The current drought is threatening to dry up the CAP just as the state is beginning to pay off its share of the $4 billion construction tab. The rules meant to safeguard groundwater, meanwhile, have been rendered impotent by a loophole that allows developers to continue drilling wells. If the current drought continues, the situation could easily spiral out of control, as water supplies dwindle and water bills soar.

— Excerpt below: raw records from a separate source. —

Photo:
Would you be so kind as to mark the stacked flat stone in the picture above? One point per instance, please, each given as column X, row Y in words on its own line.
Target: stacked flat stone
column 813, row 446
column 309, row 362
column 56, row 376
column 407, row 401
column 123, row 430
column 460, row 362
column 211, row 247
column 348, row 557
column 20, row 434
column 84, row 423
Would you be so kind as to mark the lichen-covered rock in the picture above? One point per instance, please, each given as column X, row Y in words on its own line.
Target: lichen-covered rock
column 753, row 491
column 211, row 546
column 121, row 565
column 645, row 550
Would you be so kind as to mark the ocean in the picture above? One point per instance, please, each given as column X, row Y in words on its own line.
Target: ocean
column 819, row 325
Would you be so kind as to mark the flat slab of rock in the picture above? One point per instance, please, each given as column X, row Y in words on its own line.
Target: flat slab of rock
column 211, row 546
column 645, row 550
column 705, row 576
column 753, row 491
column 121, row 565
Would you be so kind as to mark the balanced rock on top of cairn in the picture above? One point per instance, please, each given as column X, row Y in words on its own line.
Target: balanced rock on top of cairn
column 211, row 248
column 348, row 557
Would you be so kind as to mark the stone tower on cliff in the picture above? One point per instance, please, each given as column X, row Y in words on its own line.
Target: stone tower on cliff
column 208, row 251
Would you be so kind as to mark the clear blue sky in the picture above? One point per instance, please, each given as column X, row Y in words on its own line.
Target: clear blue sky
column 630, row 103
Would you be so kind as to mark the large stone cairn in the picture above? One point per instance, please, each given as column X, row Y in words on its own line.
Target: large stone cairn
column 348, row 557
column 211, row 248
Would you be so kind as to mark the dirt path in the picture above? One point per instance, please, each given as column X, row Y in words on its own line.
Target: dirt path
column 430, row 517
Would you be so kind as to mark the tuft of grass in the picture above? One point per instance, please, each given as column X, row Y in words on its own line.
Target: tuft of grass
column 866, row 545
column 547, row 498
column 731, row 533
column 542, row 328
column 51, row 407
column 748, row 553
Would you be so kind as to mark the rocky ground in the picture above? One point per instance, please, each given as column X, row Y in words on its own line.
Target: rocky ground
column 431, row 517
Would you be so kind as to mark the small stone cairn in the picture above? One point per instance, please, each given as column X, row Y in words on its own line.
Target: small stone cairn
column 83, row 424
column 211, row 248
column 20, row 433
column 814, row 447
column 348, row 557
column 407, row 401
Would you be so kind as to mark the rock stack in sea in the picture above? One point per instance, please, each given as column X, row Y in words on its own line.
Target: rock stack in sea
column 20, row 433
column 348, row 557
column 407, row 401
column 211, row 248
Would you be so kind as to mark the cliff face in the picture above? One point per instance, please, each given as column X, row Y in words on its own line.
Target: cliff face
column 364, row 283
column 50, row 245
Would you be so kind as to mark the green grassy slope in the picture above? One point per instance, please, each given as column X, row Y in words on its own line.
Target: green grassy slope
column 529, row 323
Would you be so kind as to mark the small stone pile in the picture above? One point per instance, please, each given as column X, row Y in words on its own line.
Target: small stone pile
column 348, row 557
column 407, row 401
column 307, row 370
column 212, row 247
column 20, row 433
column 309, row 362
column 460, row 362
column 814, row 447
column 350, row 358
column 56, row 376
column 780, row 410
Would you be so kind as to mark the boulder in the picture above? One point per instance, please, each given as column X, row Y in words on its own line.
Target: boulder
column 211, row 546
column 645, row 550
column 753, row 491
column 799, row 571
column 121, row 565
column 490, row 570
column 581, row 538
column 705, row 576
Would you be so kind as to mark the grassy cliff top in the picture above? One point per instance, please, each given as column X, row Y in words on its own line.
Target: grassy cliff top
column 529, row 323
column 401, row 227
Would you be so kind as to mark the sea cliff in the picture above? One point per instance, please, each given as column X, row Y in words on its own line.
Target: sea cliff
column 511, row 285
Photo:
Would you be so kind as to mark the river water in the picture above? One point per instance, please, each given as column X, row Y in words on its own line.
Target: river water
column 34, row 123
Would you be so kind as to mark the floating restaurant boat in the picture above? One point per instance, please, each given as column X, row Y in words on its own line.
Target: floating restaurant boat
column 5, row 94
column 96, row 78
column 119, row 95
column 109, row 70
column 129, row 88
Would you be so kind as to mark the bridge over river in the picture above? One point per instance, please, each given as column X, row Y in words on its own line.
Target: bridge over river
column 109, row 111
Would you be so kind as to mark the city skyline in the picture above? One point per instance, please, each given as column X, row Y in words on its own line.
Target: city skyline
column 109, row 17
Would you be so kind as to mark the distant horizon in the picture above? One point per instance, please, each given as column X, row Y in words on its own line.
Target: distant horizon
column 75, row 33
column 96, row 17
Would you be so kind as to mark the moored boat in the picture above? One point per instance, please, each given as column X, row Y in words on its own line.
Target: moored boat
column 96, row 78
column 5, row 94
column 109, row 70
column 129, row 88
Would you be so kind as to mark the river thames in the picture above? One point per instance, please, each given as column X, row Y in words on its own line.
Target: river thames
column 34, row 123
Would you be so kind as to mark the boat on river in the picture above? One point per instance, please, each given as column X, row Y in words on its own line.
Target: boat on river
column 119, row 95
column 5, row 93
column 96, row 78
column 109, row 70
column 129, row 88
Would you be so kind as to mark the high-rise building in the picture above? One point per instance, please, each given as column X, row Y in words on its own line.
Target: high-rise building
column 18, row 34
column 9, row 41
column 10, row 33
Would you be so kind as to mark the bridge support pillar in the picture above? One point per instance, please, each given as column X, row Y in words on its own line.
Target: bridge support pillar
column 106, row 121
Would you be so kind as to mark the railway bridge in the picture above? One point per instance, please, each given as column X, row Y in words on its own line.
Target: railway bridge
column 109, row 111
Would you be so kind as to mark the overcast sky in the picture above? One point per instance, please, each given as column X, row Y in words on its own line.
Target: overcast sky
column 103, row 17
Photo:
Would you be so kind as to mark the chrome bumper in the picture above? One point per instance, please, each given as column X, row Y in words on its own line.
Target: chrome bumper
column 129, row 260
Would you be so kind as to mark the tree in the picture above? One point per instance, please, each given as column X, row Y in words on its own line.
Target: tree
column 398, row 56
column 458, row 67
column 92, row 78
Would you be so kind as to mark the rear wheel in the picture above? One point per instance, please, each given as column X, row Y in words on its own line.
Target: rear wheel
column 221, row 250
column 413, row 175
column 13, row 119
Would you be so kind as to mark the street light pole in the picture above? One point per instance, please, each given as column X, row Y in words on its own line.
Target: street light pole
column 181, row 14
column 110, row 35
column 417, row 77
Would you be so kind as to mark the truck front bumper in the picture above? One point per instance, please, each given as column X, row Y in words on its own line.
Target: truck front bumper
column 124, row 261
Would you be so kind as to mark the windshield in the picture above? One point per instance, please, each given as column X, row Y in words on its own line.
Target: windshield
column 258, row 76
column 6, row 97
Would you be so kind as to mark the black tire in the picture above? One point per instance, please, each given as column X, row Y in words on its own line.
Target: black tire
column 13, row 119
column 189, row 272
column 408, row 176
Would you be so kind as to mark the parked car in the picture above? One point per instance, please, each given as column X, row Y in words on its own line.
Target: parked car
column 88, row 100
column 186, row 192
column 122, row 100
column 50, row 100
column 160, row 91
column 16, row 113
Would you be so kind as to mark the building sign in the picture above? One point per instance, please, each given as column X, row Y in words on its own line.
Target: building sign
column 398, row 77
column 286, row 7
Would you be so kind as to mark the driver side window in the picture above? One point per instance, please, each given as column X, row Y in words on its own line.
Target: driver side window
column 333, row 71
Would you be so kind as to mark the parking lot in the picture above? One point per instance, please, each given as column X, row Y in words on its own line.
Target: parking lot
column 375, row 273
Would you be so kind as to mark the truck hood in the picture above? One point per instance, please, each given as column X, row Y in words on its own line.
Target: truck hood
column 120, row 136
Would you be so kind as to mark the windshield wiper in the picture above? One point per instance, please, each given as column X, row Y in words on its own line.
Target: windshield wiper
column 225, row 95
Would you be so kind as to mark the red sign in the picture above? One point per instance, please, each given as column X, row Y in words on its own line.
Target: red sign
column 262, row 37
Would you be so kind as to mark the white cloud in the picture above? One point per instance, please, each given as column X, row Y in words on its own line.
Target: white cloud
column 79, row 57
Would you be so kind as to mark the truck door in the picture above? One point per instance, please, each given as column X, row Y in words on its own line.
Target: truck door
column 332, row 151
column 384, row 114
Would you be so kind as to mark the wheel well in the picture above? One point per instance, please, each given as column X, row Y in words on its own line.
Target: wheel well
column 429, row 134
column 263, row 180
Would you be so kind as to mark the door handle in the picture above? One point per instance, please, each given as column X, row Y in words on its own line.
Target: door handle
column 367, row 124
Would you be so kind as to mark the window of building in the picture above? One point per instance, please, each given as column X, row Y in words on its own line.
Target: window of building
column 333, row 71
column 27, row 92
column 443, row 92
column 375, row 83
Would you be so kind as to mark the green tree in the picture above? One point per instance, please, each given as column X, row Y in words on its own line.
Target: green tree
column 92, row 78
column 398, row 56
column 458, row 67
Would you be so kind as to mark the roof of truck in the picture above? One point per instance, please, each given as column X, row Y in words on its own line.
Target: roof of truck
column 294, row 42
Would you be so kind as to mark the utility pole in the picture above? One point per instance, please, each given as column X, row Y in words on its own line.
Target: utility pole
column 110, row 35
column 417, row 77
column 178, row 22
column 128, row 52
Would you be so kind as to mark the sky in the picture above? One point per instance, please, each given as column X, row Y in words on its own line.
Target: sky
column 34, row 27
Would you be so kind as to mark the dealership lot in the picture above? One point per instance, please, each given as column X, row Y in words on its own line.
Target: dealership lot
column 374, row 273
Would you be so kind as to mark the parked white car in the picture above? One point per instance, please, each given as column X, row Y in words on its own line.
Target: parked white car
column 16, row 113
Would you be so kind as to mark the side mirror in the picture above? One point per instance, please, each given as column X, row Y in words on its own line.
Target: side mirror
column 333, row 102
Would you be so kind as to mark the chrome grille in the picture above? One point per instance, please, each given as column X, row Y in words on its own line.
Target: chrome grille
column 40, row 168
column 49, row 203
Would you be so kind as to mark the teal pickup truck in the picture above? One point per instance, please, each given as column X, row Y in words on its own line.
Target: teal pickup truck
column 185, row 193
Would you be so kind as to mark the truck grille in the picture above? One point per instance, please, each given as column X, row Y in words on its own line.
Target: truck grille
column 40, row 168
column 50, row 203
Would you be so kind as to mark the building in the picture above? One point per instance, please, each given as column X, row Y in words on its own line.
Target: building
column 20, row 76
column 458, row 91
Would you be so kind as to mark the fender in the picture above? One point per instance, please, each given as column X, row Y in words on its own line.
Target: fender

For the time being, lacking sky-high water bills — and the arrival of howling sandstorms — it will be difficult to convince Arizonans to behave like residents of a desert. (This winter’s deluge certainly isn’t helping the sense of urgency, though one good winter will not break a drought like the one we’re in.) There are some in Arizona who realize how precarious the situation is becoming, however, and they are beginning to lay new plans for dealing with water shortage. At the same time, the Interior Department, to its immense credit, is forcing Arizona and the other six states on the Colorado to hammer out an agreement by April to share the pain if the drought continues.

It’s the first time in a long time that these states have thought of themselves as fellow residents of the watershed, equally tied to the fate of the river. It’s also the first time in a while that we’ve been so up-front about one of the fundamental facts of the region: Despite our best-laid plans, the West has hard limits, and we need to learn to live within those limits.